Mahkemece bozma ilâmına uyulduktan sonra; davacı ... tarafından açılan davanın kabulüne, dava konusu ... köyü 108 ada 42 parsel sayılı taşınmazın ... adına tapuya kayıt ve tesciline, tarafların diğer tüm taleplerinin reddine, dava dışında kaldığı anlaşılan 108 ada 12 ve 28 parsel sayılı taşınmazların kadastro tutanak asıllarının olağan usûle göre tescil işlemleri yapılmak üzere İlçe Tapu Müdürlüğüne gönderilmesine karar verilmiş; hüküm, davacı ... mirasçıları ... ve ark. vekili Av. ... ile davalılar ..., ... Yönetimi ve ... tarafından temyiz edilmiştir.
Yörede orman kadastrosu 3402 sayılı Kanunun 4. maddesine göre yapılmıştır.

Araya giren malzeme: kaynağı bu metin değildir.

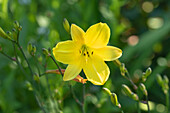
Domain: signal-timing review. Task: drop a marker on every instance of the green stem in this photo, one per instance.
(83, 102)
(138, 108)
(74, 96)
(167, 101)
(56, 65)
(20, 48)
(148, 104)
(36, 97)
(13, 59)
(129, 78)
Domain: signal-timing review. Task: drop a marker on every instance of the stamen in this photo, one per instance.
(84, 54)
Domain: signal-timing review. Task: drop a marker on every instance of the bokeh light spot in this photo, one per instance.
(160, 108)
(162, 61)
(155, 23)
(147, 7)
(43, 21)
(145, 108)
(133, 40)
(55, 4)
(157, 47)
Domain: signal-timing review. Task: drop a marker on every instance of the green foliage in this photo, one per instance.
(142, 31)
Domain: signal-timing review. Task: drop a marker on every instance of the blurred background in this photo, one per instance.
(141, 28)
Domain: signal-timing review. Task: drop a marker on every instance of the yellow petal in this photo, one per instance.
(72, 71)
(97, 35)
(108, 53)
(96, 70)
(77, 34)
(66, 52)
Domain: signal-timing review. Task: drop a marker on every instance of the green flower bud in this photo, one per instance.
(114, 100)
(29, 48)
(46, 52)
(4, 35)
(66, 25)
(107, 91)
(129, 93)
(159, 79)
(143, 89)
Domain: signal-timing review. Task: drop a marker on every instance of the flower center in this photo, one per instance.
(86, 51)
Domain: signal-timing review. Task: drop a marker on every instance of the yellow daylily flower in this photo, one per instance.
(88, 51)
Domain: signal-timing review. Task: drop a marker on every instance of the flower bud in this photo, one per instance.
(46, 52)
(40, 59)
(14, 34)
(66, 25)
(4, 35)
(143, 89)
(126, 90)
(20, 28)
(134, 96)
(107, 91)
(29, 48)
(146, 74)
(36, 77)
(114, 100)
(129, 93)
(33, 50)
(166, 79)
(0, 48)
(122, 69)
(117, 62)
(159, 79)
(29, 86)
(16, 24)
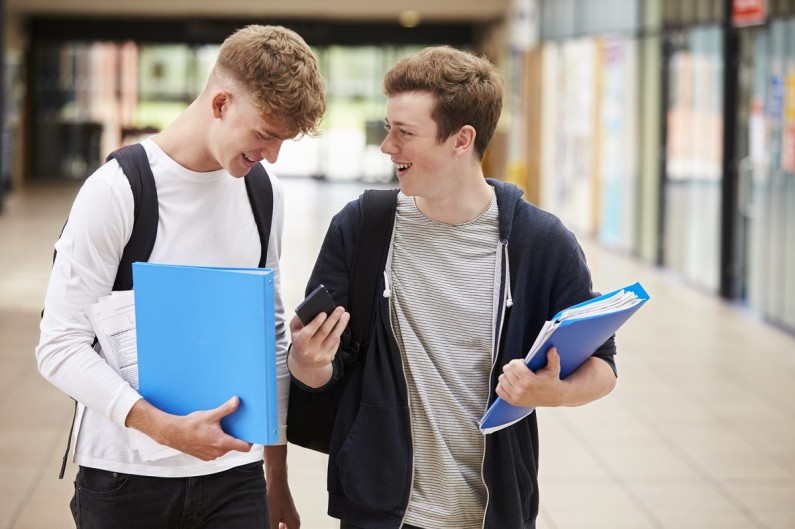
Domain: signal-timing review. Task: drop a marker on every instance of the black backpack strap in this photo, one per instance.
(372, 248)
(135, 164)
(260, 195)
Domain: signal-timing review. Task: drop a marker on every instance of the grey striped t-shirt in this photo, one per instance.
(442, 305)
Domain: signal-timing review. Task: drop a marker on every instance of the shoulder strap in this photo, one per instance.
(369, 260)
(260, 195)
(135, 164)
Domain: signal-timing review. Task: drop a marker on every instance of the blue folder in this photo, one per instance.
(577, 333)
(206, 334)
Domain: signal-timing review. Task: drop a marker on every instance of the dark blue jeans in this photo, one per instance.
(234, 499)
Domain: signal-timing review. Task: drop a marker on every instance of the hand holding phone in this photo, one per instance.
(315, 303)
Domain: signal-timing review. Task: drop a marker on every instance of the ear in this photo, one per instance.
(465, 139)
(220, 102)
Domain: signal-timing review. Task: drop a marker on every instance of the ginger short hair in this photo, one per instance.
(468, 90)
(280, 73)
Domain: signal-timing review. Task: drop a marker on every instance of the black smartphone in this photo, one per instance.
(315, 303)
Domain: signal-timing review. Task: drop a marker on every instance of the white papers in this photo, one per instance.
(113, 320)
(620, 300)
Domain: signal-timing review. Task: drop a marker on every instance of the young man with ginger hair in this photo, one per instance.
(472, 274)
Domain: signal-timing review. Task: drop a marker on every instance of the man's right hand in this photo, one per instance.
(198, 434)
(314, 346)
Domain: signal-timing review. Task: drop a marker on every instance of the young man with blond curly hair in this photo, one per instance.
(264, 89)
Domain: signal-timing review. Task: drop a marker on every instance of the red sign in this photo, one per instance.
(749, 12)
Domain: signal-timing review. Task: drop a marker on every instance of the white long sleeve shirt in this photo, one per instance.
(205, 219)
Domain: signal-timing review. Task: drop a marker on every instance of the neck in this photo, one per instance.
(462, 202)
(183, 142)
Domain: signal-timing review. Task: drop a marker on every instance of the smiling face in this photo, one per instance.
(424, 165)
(243, 137)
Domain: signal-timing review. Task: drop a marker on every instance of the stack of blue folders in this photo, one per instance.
(576, 332)
(205, 335)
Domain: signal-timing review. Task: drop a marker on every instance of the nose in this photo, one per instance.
(271, 151)
(388, 146)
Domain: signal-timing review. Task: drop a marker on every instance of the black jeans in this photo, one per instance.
(234, 499)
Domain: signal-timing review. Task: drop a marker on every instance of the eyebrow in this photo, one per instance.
(271, 133)
(399, 123)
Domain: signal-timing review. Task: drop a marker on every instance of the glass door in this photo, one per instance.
(766, 208)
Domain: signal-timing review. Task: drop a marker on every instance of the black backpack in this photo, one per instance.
(311, 415)
(135, 164)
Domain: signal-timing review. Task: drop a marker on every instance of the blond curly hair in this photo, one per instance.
(279, 72)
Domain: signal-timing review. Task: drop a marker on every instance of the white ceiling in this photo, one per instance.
(450, 10)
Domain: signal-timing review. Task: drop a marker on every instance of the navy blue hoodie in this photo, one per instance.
(370, 457)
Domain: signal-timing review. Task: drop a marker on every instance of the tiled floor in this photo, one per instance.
(699, 433)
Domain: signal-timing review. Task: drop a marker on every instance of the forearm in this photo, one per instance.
(153, 422)
(591, 381)
(276, 463)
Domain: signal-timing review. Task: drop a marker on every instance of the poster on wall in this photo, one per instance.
(618, 169)
(749, 12)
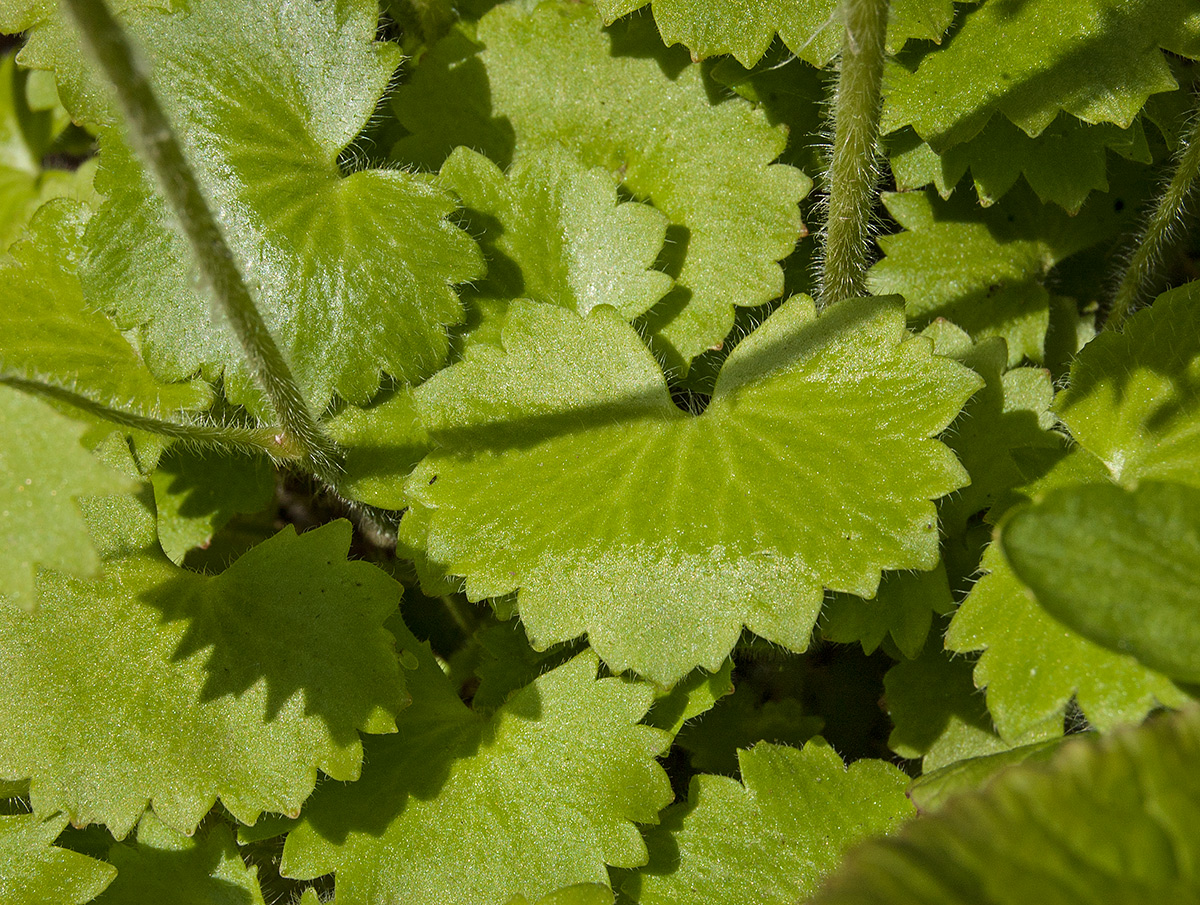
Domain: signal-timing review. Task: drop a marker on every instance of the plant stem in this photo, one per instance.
(155, 141)
(853, 175)
(1163, 229)
(208, 433)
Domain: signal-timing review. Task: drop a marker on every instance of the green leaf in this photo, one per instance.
(1121, 568)
(197, 493)
(1096, 59)
(35, 871)
(1063, 165)
(352, 273)
(1133, 397)
(553, 231)
(459, 808)
(568, 473)
(772, 839)
(1111, 821)
(984, 269)
(903, 607)
(43, 471)
(51, 335)
(238, 685)
(1032, 665)
(813, 30)
(618, 100)
(167, 865)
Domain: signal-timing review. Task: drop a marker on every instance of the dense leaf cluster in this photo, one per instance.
(486, 513)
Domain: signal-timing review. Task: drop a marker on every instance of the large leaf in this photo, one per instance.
(43, 471)
(1032, 665)
(35, 871)
(813, 30)
(1120, 567)
(553, 231)
(568, 473)
(166, 865)
(1096, 59)
(772, 839)
(618, 100)
(352, 273)
(48, 334)
(238, 685)
(1105, 822)
(475, 810)
(1134, 396)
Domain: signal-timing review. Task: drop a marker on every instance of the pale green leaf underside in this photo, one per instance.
(772, 839)
(568, 473)
(238, 685)
(553, 231)
(43, 469)
(1032, 665)
(813, 30)
(457, 808)
(1120, 567)
(1096, 59)
(49, 335)
(35, 871)
(1134, 396)
(352, 273)
(1105, 822)
(553, 77)
(165, 865)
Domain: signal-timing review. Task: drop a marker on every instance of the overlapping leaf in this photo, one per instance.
(1108, 821)
(352, 273)
(568, 473)
(1096, 59)
(621, 101)
(772, 839)
(459, 808)
(166, 865)
(43, 471)
(34, 870)
(48, 334)
(239, 685)
(745, 28)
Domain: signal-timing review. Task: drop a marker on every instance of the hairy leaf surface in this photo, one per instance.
(461, 808)
(772, 839)
(568, 473)
(238, 685)
(619, 100)
(1108, 821)
(352, 273)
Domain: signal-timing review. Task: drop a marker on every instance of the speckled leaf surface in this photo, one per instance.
(568, 473)
(461, 808)
(617, 99)
(773, 838)
(353, 274)
(238, 687)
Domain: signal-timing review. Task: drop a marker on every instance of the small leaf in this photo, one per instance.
(1121, 568)
(552, 783)
(1109, 821)
(43, 471)
(568, 473)
(772, 839)
(165, 865)
(35, 871)
(617, 99)
(238, 685)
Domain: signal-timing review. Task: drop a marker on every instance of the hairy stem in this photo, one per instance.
(207, 433)
(155, 141)
(1163, 229)
(853, 174)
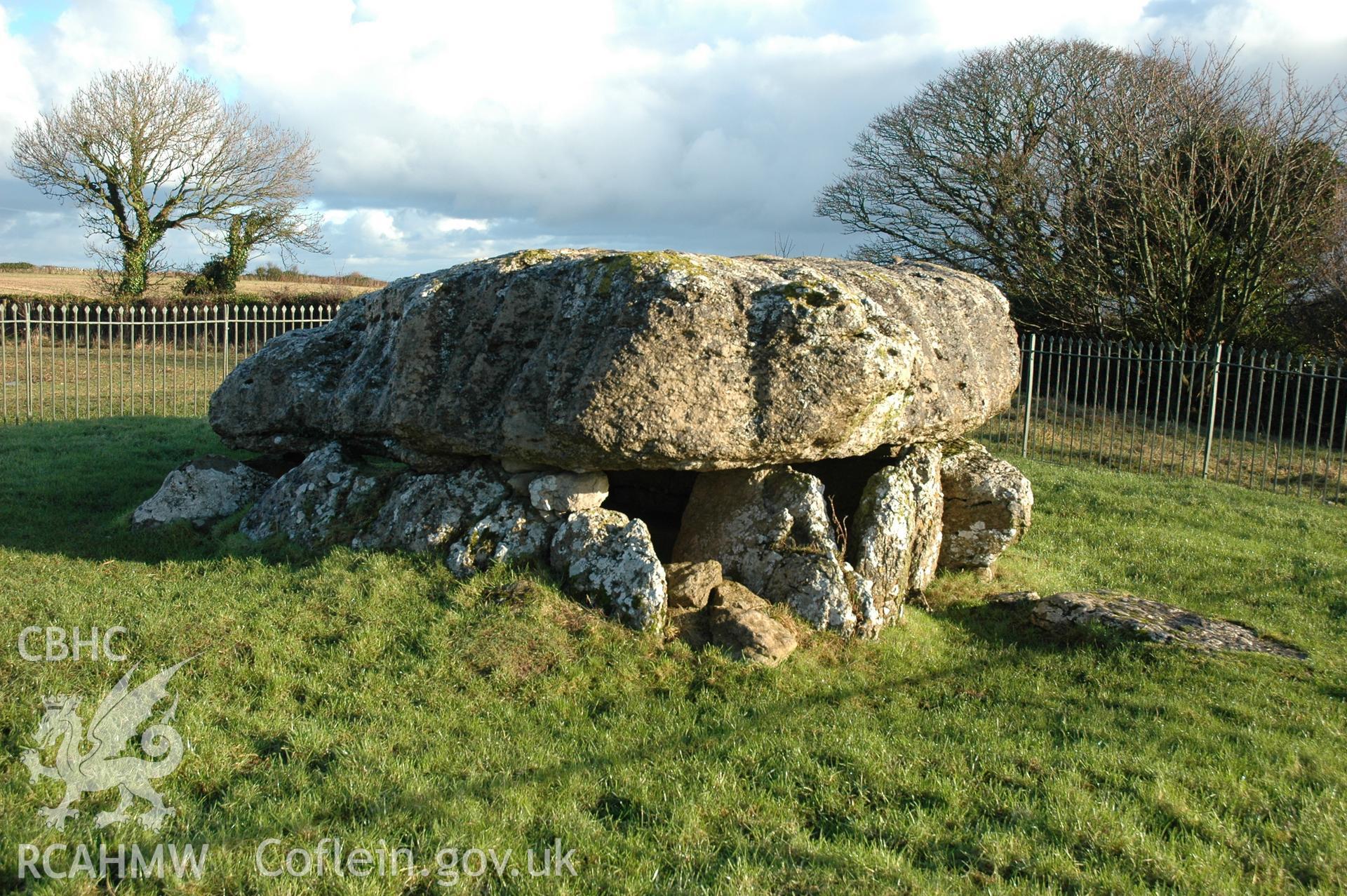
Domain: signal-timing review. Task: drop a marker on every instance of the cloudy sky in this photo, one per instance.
(452, 131)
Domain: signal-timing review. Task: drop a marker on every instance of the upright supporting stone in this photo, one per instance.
(772, 531)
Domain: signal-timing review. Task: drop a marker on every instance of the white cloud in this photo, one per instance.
(449, 131)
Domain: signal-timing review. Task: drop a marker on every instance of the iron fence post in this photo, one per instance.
(1028, 396)
(27, 352)
(1212, 417)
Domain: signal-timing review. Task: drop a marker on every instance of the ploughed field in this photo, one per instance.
(18, 286)
(372, 698)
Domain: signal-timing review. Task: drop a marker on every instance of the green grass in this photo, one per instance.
(373, 698)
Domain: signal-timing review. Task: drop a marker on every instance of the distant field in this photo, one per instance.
(84, 285)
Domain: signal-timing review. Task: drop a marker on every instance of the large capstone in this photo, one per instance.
(593, 360)
(772, 531)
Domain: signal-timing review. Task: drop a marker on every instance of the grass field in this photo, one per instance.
(18, 283)
(373, 698)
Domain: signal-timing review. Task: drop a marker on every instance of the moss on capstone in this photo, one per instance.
(640, 267)
(527, 259)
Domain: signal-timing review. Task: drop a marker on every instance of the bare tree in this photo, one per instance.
(1319, 319)
(147, 150)
(1139, 194)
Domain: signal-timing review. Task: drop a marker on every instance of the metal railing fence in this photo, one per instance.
(77, 361)
(1263, 420)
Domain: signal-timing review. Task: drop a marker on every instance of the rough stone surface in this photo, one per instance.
(514, 533)
(201, 492)
(740, 623)
(896, 534)
(429, 512)
(988, 507)
(319, 502)
(593, 360)
(609, 557)
(691, 584)
(568, 492)
(772, 531)
(1149, 620)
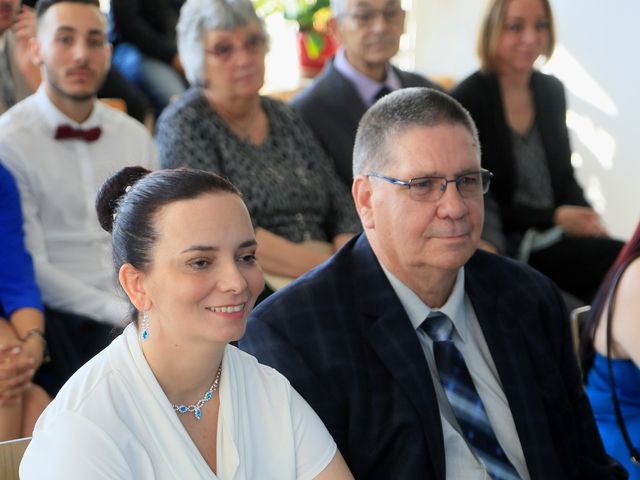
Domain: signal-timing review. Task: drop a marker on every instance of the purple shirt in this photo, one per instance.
(366, 87)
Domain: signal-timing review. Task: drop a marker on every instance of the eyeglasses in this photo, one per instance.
(366, 18)
(223, 51)
(431, 189)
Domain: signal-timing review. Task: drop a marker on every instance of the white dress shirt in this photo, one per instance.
(366, 87)
(461, 462)
(112, 420)
(58, 181)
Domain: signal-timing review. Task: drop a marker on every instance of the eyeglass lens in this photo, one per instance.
(433, 188)
(365, 18)
(225, 50)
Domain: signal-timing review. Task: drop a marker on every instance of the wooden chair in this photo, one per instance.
(577, 319)
(11, 453)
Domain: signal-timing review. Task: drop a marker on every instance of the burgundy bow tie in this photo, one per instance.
(67, 131)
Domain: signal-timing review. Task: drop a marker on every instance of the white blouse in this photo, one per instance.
(112, 420)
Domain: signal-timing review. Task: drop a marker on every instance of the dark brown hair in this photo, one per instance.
(128, 202)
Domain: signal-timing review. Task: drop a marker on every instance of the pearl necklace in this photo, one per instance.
(197, 408)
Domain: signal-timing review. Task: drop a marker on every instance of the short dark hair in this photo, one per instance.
(128, 202)
(43, 5)
(492, 26)
(396, 112)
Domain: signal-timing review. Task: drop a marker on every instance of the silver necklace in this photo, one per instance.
(197, 407)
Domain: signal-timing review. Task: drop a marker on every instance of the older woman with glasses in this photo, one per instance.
(520, 113)
(222, 124)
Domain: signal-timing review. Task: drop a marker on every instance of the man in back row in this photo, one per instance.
(61, 144)
(369, 32)
(425, 357)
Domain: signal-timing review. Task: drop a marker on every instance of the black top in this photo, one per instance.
(288, 183)
(150, 25)
(480, 94)
(332, 107)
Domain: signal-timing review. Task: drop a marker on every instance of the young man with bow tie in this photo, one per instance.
(61, 144)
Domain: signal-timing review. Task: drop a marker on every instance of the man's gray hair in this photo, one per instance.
(200, 16)
(394, 114)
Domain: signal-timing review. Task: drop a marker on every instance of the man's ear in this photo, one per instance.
(34, 50)
(362, 197)
(132, 281)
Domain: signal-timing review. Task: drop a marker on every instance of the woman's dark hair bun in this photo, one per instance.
(109, 195)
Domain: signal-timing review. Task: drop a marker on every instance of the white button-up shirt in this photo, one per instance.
(58, 181)
(461, 463)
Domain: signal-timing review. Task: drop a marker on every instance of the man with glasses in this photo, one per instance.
(369, 32)
(425, 357)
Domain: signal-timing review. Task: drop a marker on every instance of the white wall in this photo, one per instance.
(598, 62)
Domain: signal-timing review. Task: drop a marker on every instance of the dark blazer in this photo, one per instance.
(332, 107)
(480, 94)
(342, 338)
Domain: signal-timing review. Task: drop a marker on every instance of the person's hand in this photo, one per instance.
(579, 221)
(16, 372)
(25, 30)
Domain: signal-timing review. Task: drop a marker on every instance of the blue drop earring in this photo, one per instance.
(144, 334)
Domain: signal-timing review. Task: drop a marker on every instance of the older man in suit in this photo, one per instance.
(425, 357)
(369, 32)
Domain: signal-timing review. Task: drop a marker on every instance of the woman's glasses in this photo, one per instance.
(223, 51)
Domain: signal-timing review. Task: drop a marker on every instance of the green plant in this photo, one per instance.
(310, 15)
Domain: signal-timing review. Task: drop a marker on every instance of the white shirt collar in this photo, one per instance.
(366, 87)
(53, 117)
(417, 310)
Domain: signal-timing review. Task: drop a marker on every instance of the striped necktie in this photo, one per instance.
(464, 399)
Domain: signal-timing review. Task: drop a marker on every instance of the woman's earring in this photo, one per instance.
(144, 334)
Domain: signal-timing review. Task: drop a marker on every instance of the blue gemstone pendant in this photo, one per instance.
(196, 409)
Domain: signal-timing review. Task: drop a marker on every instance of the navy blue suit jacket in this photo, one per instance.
(343, 339)
(332, 107)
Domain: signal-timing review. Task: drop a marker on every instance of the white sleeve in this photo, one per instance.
(60, 290)
(315, 448)
(72, 447)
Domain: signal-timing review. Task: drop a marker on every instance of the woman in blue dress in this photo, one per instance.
(624, 353)
(21, 322)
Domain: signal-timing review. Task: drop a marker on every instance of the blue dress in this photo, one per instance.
(17, 284)
(627, 379)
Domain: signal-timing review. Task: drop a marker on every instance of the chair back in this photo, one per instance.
(577, 317)
(11, 453)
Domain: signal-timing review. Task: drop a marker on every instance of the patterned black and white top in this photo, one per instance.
(288, 182)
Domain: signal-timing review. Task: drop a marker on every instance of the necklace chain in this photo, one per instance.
(196, 408)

1) Davalılar ... ve ... Yönetimi tarafından 108 ada 12 ve 28 parsel sayılı taşınmazlara yönelik hüküm temyiz edilmiş ise de; ... ve ... Yönetimi, asliye hukuk mahkemesinde devam eden tescil davası nedeniyle kadastro tutanağının malik hanesi açık olarak tutulan 108 ada 42 parsel sayılı taşınmazla ilgili olarak eldeki dosyada davalı sıfatı ile yer aldıklarından ve bu parsellere yönelik açılmış bir davaları ve eldeki davaya usulünce katılımları bulunmadığından temyiz itirazları yerinde olmadığı gibi, 108 ada 42 parsel sayılı taşınmazın uzman orman bilirkişi kurulu ve fen bilirkişi tarafından eski tarihli hava fotoğrafları ve memleket haritasına dayalı olarak yöntemine uygun biçimde yapılan inceleme ve araştırmada
orman sayılmayan yerlerden olduğu ve ... Genel Müdürlüğünce kamulaştırılan alan dışında kaldığı belirlendiğinden, davalı ... Yönetimi ile ... Genel Müdürlüğünün tüm, davalı ...nin ise aşağıdaki bendin dışında kalan temyiz itirazlarının REDDİNE,
2) Davalı ...nin yukarıdaki bendin dışına kalan, davacı ... mirasçılarının ise temyiz itirazlarına gelince;
Mahkemece yapılan inceleme ve araştırma hükme yeterli değildir. Şöyle ki; Dairenin 12/06/2012 gün ve 2012/4738 - 8878 sayılı bozma ilâmına uyulmasına rağmen ilâmda belirtildiği şekilde kadastro tesbitinden önce asliye hukuk mahkemesinin 1991/22 Esasına kayıt edilen dava dosyasında dava konusu edilen yaklaşık 20 dönüm miktarındaki alanın çekişmeli 108 ada 42 sayılı parselin hangi bölümüne isabet ettiği tespit edilmediği gibi belirtildiği şekilde zilyetlik araştırması yapılmamıştır. Hal böyle olunca, hükmüne uyulan bozma ilâmı doğrultusunda işlem yapılarak ulaşılacak sonuç çerçevesinde bir karar verilmek gerekirken, eksik inceleme ile yazılı şekilde karar verilmesi usûl ve kanuna aykırı olup davalı ...nin ve davacı ... mirasçılarının temyiz itirazı bu nedenle yerinde görüldüğünden kabulü ile hükmün BOZULMASINA, temyiz incelemesinin duruşmalı yapılması nedeniyle 1.100,00.-TL vekâlet ücretinin davacı ..."dan alınarak davacı ... mirasçıları ve davalı ...ye verilmesine, taraflarca 6100 sayılı HMK"nın 297/1-ç ve aynı Kanunun geçici 3. maddesi atfıyla HUMK"nın 440/I maddeleri gereğince Yargıtay Daire ilâmının tebliğinden itibaren ilâma karşı 15 gün içinde karar düzeltme isteğinde bulunulabileceğine, temyiz harcının istek halinde iadesine 26/01/2016 günü oy birliği ile karar verildi.